Everyone is giving their $0.02 on the Google v. China situation, and while I normally shy away from blogging about late breaking news, a term Richard Bejtlich used really resonated with me. "Advanced Persistent Threat" (APT). Doesn’t that just capture the essence of the type of attacker we’re up against perfectly? An attacker utilizing 0-day vulnerabilites, spear phishing tactics, one-off malware, and with little time, money, or legal constraints. Now, not all people or organizations using web-based systems are going to be the targets of APTs, but clearly some will be.
Lets broaden out our thinking beyond Google, as the problem is larger than they are, to include other “free” web-based services such as Facebook, Yahoo, Twitter, Microsoft, etc. I believe there is no way the average user can be considered reasonably safe from an APT on these systems. To be fair, these providers make no such claim as they are only built to withstand the lowest-common-denominator of attacker -- not APTs. Since all potential victims are equidistant, practically speaking all it really takes is a username/password or a bit of malware for any online account to be compromised. A very low bar and clearly no amount of SSL, firewalls, Anti-Virus, or CAPTCHA technology is going to raise it.

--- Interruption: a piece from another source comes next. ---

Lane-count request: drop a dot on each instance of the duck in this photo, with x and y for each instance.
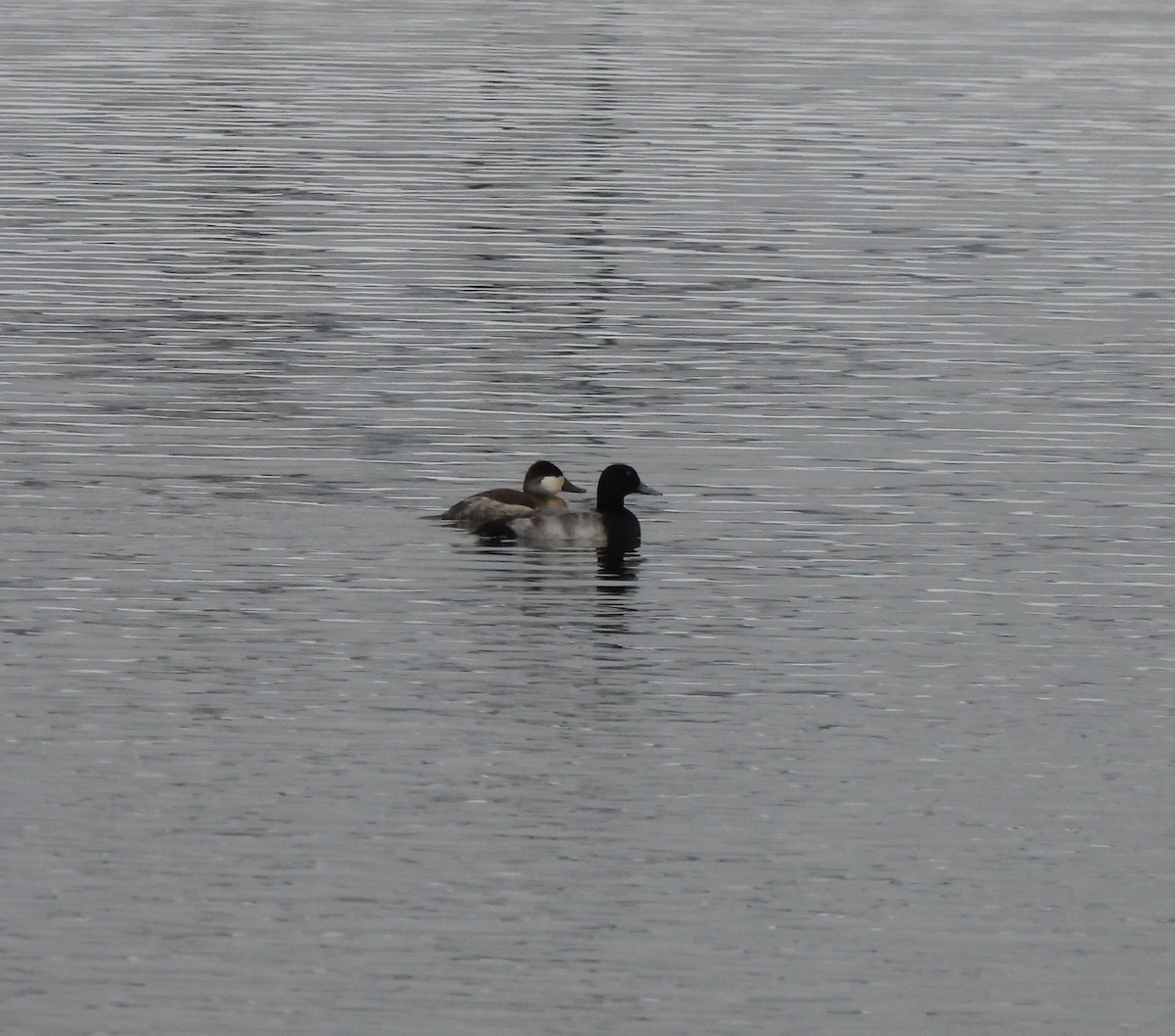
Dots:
(539, 492)
(611, 525)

Secondly, an APTs target is unlikely to have any idea when/if their online accounts are being attacked. The infrastructure is not theirs to monitor. Web-based systems have no real notion of intrusion detection (or even a delete key) unless you include those emails when your account is locked out or password is changed without your knowledge. Even more troubling, victims will not have any idea when/if the threat succeeded in their mission. Next, as if there was any question, these web-based system not legally or fiscally accountable for breaches -- whether it was their fault of not. And finally, APTs will not stop no matter who lays down the ultimatum.

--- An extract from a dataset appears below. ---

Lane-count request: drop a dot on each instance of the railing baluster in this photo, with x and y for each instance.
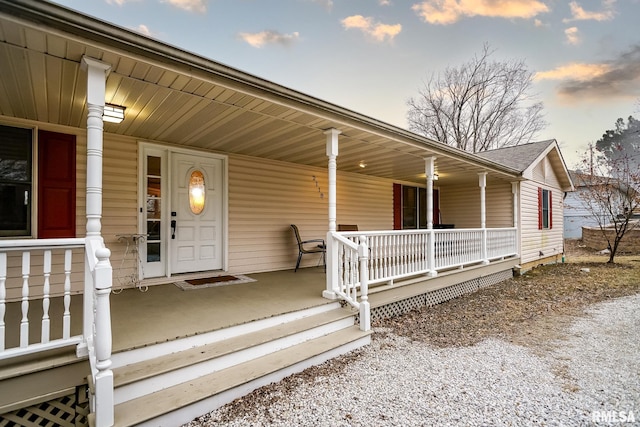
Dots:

When everything is taken into consideration, any user who believes they are going to be a target of an APT should not be using these systems for anything they can’t afford to lose control over. The fact that the U.S. government is moving their system in this direction really concerns me. Perhaps there is a silver lining. These events could be the stimulus required for a new breed of web-based services to rise up and differentiate based upon security and maybe willing to take on some liability.